On Thursday, the Washington Post published an op-ed she wrote about how gender stereotypes set up double standards that hurt women athletes. A week ago, she was featured in a Yahoo Lifestyle story about why some Olympic sports are called “women’s” but others are called “ladies.”
Before that, her book, Sex Testing: Gender Policing in Women’s Sports, won two prestigious awards — a “Choice Academic Title” listing by the American Library Association and Outstanding Book Award from the North American Society for the Sociology of Sport.
She also will speak about the topic of sex testing harming female athletes on Wednesday, March 14, at 7 p.m. in Memorial Ballroom. Her lecture is part of the Westover Honors Program 30th anniversary celebration.
“Sport is such a powerful force in this country and internationally,” Dr. Pieper said in a recent interview. “How women are treated in sport can be indicative of how women are treated in the larger society. We need to get it right for the athletes themselves, because they’re being unfairly targeted.”
Dr. Pieper grew up playing soccer, and she played lacrosse when she was majoring in communication at Virginia Tech. She thought she would become a sports journalist, but once she discovered sport management as an academic discipline, she was hooked.
Her PhD dissertation, which became her book, takes one of the first looks at the broad history of Olympic sex testing policies, which began in 1968.
“Any time a female athlete won and she didn’t ‘look like a woman’ — she was muscular, powerful, or strong — people would point fingers and say she must not be a woman — a freak, a man in disguise with an unfair advantage,” Dr. Pieper explained. Those accusations were first leveled at Soviet women, but eventually women of color were targeted.

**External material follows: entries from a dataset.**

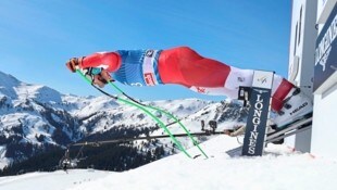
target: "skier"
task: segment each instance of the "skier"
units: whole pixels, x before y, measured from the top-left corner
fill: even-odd
[[[203,58],[188,47],[167,50],[117,50],[72,58],[66,66],[82,69],[93,84],[104,87],[113,79],[130,86],[178,84],[205,94],[238,98],[239,87],[251,87],[253,71],[240,69],[220,61]],[[110,76],[113,73],[113,79]],[[311,112],[311,100],[299,88],[275,75],[272,110],[278,113],[278,126]]]

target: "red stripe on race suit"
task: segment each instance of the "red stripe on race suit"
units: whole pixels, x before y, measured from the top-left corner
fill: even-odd
[[[163,50],[159,56],[159,73],[164,84],[187,87],[224,87],[230,67],[199,55],[188,47]]]

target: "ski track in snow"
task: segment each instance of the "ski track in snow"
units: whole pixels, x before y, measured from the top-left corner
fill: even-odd
[[[270,144],[262,157],[229,157],[238,147],[235,138],[215,137],[201,144],[209,154],[190,160],[185,154],[168,156],[123,173],[70,170],[33,173],[0,178],[0,189],[25,190],[335,190],[337,163],[286,145]],[[196,148],[188,150],[199,154]],[[90,181],[89,181],[90,179]],[[41,183],[41,186],[40,186]],[[37,186],[38,185],[38,186]],[[46,186],[45,186],[46,185]]]

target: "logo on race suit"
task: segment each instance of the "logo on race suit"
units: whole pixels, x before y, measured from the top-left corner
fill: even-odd
[[[154,81],[154,77],[152,73],[146,73],[143,74],[145,76],[145,81],[148,86],[154,86],[155,81]]]
[[[260,81],[261,84],[265,84],[266,83],[266,76],[259,78],[258,81]]]
[[[197,87],[199,93],[205,93],[205,89],[201,87]]]
[[[238,81],[239,81],[239,83],[244,83],[244,81],[245,81],[245,78],[244,78],[244,77],[238,77]]]
[[[253,90],[259,92],[259,93],[266,93],[266,92],[269,92],[269,90],[259,90],[259,89],[253,89]]]
[[[153,56],[153,53],[154,53],[153,50],[147,50],[146,56],[152,58],[152,56]]]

The policy has wavered and is currently suspended at the Olympic level, but controversy continues. The South African runner and 2016 gold medalist Caster Semenya was the center of controversy and was subjected to sex tests in 2009. “A lot of people said some pretty nasty things about her, and I would argue it’s because she doesn’t fit the stereotype of white womanhood,” Dr. Pieper said.
Society’s expectations for women athletes strengthens a double standard and “criminalizes women athletes,” who are expected to train and exercise in order to excel while also a maintaining an image that is impossible for some. “Society wants female athletes to participate and do well, but society also wants them to look a certain way,” she said.
In the University of Lynchburg classroom, Dr. Pieper shares her expertise to help her students understand ethical considerations in the decisions they will face in sport-related careers.
“I try to bring sport history into all of my classes, even outside the gender dynamics I’m focused on,” she said. “Context is really key with everything we discuss. We ask a lot of questions about right and wrong. In the world of sport management, sometimes people are out to make money, but they need to keep in mind that there are ethical questions here as well.”